Strong Earnings and Revenue Outperform Expectations
Signet reported adjusted earnings of $1.55 per share, surpassing the consensus estimate of $1.45 per share. Although revenue declined by 8.1% YoY to $1.6 billion, it still outperformed estimates of $1.58 billion.
"Our team's focus on the consumer enabled us to exceed our revenue and bottom-line commitments in the quarter while also advancing our strategic priorities," stated Signet CEO Virginia Drosos. She further expressed confidence in achieving the company's Fiscal 2024 guidance.
Elevated Earnings Projections for Fiscal 2024
Signet announced a slight increase in its earnings projections for fiscal 2024, citing an anticipated boost in sales of engagement rings due to the expected rise in betrothals after a lull. The new earnings per share range is forecasted to be between $9.55 and $10.14, up from the previous range of $9.49 to $10.09. Analysts had previously estimated $9.42 per share.

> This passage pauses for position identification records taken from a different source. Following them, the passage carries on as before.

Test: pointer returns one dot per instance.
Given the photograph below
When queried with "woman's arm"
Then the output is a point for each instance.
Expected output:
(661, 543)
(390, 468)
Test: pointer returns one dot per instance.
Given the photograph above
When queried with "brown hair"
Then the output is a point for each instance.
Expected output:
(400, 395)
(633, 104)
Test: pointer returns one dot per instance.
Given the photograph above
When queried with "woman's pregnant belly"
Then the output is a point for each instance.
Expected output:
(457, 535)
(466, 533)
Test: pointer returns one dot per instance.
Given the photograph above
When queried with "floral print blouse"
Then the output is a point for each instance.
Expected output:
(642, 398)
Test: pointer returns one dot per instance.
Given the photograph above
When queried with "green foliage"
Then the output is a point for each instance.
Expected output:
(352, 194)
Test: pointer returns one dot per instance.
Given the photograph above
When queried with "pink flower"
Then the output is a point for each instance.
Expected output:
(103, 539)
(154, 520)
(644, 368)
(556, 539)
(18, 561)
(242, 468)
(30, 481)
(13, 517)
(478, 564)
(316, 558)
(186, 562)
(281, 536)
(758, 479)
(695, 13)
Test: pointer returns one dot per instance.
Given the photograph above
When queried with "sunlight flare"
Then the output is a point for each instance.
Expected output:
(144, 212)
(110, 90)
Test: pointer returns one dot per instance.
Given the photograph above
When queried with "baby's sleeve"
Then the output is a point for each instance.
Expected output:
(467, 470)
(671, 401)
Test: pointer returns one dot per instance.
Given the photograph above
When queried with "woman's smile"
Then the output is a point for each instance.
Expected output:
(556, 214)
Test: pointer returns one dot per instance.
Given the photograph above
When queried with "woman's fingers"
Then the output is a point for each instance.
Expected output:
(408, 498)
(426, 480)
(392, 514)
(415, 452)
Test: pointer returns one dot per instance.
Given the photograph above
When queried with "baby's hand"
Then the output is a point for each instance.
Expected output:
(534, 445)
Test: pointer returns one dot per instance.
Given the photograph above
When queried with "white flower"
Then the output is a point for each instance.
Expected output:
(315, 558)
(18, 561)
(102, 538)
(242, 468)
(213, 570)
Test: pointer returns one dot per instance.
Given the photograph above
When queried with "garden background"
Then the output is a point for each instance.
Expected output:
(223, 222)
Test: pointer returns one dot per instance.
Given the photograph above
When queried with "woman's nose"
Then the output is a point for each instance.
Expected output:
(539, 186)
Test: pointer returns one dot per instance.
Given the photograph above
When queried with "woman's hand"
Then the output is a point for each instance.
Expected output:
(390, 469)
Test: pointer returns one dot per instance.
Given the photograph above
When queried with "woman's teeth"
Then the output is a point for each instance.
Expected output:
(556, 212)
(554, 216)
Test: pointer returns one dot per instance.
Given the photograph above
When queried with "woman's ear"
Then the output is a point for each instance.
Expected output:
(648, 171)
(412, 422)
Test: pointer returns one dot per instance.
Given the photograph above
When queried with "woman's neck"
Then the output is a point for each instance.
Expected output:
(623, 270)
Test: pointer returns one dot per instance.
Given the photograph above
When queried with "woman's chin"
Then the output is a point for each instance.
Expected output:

Signet reaffirmed its expectations for total sales to fall within the range of $7.1 billion to $7.3 billion.
Signet's Broad Portfolio and Recent Acquisition
As the parent company of renowned brands such as Zales, Kay Jewelers, and Blue Nile, Signet has solidified its position as a leading player in the jewelry industry. In July, the company acquired SJR National Repair, a retailer specializing in watch and jewelry repairs, for approximately $6 million.
Positive Market Response
Ahead of the opening bell on Thursday, Signet's stock experienced a 2.9% increase. So far this year, the stock has gained 5%.